# Any other bakers out there?



## meghanwithanH (Aug 13, 2018)

I love to bake! And not to brag, but I’m pretty good at it. I’d really like to put in some more practice with decorating but I can’t bake very often. When I do, I eat it allllll 

What do you like to bake?
What are some of your favorite baking tips and tricks?


----------



## Winston (Aug 13, 2018)

My wife was always "Dessert Girl" in her family, and retains the crown today.
However, I have been pressed into service on numerous occasions.

When I worked in a group home, we did the daily cooking on the overnight shirt.  I usually made dessert.  I was told by the day staff that the kids would ask, "Did Winston make this (dessert)?" If it was affirmative, the dove in.
My secret?  Extra chocolate.  Seriously, who doesn't like extra chocolate?  For brownies and cake, I'd throw in a cup or two of chocolate chips. Cookies?  Extra chocolate (and plenty of butter and brown sugar).  These were teenage boys, they were not watching their figures.

Speaking of butter and brown sugar, there's your secret to a good pineapple upside down cake.  Make sure the pan is generously coated with the caramelized glaze before you add the batter.  The batter won't stick, and it gives the cake a crunchy, chewy binding with a soft moist center.


----------



## meghanwithanH (Aug 14, 2018)

Can’t go wrong with extra chocolate! I put extra vanilla in everything. It makes everything taste better. 

I dont know that I’ve every had pineapple upside down cake. Funny you should mention it though because I’m going through a pineapple phase. Pineapple upside down cake may just have to be my next project. Thanks for the idea!


----------



## aj47 (Aug 18, 2018)

meghanwithanH said:


> I love to bake! And not to brag, but I’m pretty good at it. I’d really like to put in some more practice with decorating but I can’t bake very often. When I do, I eat it allllll
> 
> What do you like to bake?
> What are some of your favorite baking tips and tricks?
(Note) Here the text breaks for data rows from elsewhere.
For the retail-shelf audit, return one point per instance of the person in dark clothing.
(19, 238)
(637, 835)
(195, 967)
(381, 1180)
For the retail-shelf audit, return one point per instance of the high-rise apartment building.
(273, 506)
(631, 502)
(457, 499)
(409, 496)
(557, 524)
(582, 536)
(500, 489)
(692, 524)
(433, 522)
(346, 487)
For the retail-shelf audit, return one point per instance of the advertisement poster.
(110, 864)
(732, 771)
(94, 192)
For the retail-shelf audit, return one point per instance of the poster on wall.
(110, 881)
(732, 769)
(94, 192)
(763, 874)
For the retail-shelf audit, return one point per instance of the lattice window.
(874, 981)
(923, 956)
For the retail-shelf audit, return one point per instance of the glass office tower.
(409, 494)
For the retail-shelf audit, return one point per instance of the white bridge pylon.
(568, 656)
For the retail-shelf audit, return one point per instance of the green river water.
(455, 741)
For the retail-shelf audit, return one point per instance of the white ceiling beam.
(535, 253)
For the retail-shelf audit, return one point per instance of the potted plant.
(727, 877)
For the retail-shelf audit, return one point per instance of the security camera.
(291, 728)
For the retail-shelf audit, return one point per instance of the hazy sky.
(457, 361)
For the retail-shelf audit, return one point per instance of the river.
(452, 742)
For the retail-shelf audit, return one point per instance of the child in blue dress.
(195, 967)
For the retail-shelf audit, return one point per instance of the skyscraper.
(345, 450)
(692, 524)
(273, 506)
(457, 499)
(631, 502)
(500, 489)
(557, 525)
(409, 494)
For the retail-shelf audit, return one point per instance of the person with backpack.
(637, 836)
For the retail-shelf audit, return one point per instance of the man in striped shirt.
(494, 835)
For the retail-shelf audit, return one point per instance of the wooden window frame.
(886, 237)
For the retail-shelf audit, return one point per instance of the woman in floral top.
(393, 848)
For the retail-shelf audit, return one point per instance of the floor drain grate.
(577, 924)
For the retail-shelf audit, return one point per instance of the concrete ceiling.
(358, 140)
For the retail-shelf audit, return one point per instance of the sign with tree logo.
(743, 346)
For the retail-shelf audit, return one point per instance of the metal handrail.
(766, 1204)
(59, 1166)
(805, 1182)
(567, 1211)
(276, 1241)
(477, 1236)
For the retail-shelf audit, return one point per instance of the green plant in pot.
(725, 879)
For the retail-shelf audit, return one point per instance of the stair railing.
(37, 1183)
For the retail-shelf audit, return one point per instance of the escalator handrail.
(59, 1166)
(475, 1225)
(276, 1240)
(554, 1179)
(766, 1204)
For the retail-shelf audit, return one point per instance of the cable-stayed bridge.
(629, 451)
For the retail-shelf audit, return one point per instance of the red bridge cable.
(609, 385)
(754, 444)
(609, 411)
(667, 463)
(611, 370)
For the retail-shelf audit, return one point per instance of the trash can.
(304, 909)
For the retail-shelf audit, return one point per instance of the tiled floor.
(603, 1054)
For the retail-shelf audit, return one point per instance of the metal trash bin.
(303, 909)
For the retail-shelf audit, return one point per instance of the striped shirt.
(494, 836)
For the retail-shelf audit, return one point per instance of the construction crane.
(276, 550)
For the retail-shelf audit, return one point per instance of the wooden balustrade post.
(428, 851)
Hi Meghan,  I wrote a poem about a pie here.  I do mostly quick-breads and pound cakes.  And bars or cakes that go in a 13" x 9" or 8" x 8" square pan.  I have a hand tremor so I can't do delicate decorative stuff.


----------



## meghanwithanH (Aug 19, 2018)

I love to make brownies and blondies and cheesecake squares and things like that. They’re so quick and easy. I don’t have usually have the patience for decorating and yet I wish I was better at it. I need to put in some practice time. Anyway, what kinds of bars and cakes do you like to bake?


----------



## ppsage (Aug 20, 2018)

I bake pineapple blueberry pound cake for a breakfast staple. Freezes great.


----------



## PiP (Aug 20, 2018)

ppsage said:


> I bake pineapple blueberry pound cake for a breakfast staple. /QUOTE]
> 
> Cake for breakfast sounds deliciously wicked. Any chance of the recipe, please?


----------



## meghanwithanH (Aug 20, 2018)

Sounds incredible!


----------



## aj47 (Aug 20, 2018)

I made nutella cheesecake with this recipe for my upcoming natal anniversary using this recipe form the New York Times:  https://cooking.nytimes.com/recipes/1019275-no-bake-cheesecake-bars -- I baked the crust and doubled the sugar and vanilla and added a 13-oz jar of Nutella before folding in the whipped cream.


----------



## ppsage (Aug 20, 2018)

PiP said:


> ppsage said:
> 
> 
> > I bake pineapple blueberry pound cake for a breakfast staple. /QUOTE]
> ...


----------



## meghanwithanH (Aug 21, 2018)

Thank you for the recipe! Sounds delicious - my mouth is watering! Adding it to my list right now.


----------



## aj47 (Aug 21, 2018)

pp, that looks tantalizing.  I do the Grandmother's Pound Cake II from all recipes (21702) as-is--there is no need to add flavorings.  I make them for my students.


----------



## meghanwithanH (Aug 21, 2018)

That reminds me, my coworker’s mom makes an incredible rum cake. I’ll post he recipe if she’s willing to give it up


----------



## ppsage (Sep 10, 2018)

Baking the (pineapple) cake today. Plums still aren't ripe and I worry a heavy rain's gonna fall this week.


----------



## MarkTaylorCa (Apr 3, 2019)

I am a big fan of Brownie. I often bake it. Here is my best recipe:

¼ cup butter​
1 bar + 1 row dark chocolate)
½ cup sugar​
2 eggs
1/8 tsp salt
​½ tsp vanilla (less than half a packet of van sugar)
½ cup chopped walnuts
​½ cup flour


Oil an 8 x 8 inch pan.  Heat oven to 350 F.  Melt chocolate and butter, stirring constantly.  Remove from heat.  Add sugar and stir till blended.  Add eggs, salt and vanilla and stir till blended.   Add flour and blend.  Add nuts and blend.  Bake 25 – 30 minutes.  DO NOT OVERBAKE.  Should be very moist.

Bon appetit!)


----------



## Rojack79 (Jul 8, 2019)

I love to make recipes from scratch. Any kind of pastry, cake or cookie that i can conceive i will bake. I should have been a chef.


----------



## quiet (Jul 13, 2019)

A group of other bakers! I haven't done much baking in a while, but I do love it! Those recipes look delicious!


----------



## aparna (Jul 13, 2019)

good job...!


----------



## Kopely (Jun 15, 2020)

My sister just got into baking bread. I can't believe how good her sourdough bread is. And from my understanding sourdough bread is a healthier bread option then most other breads.


----------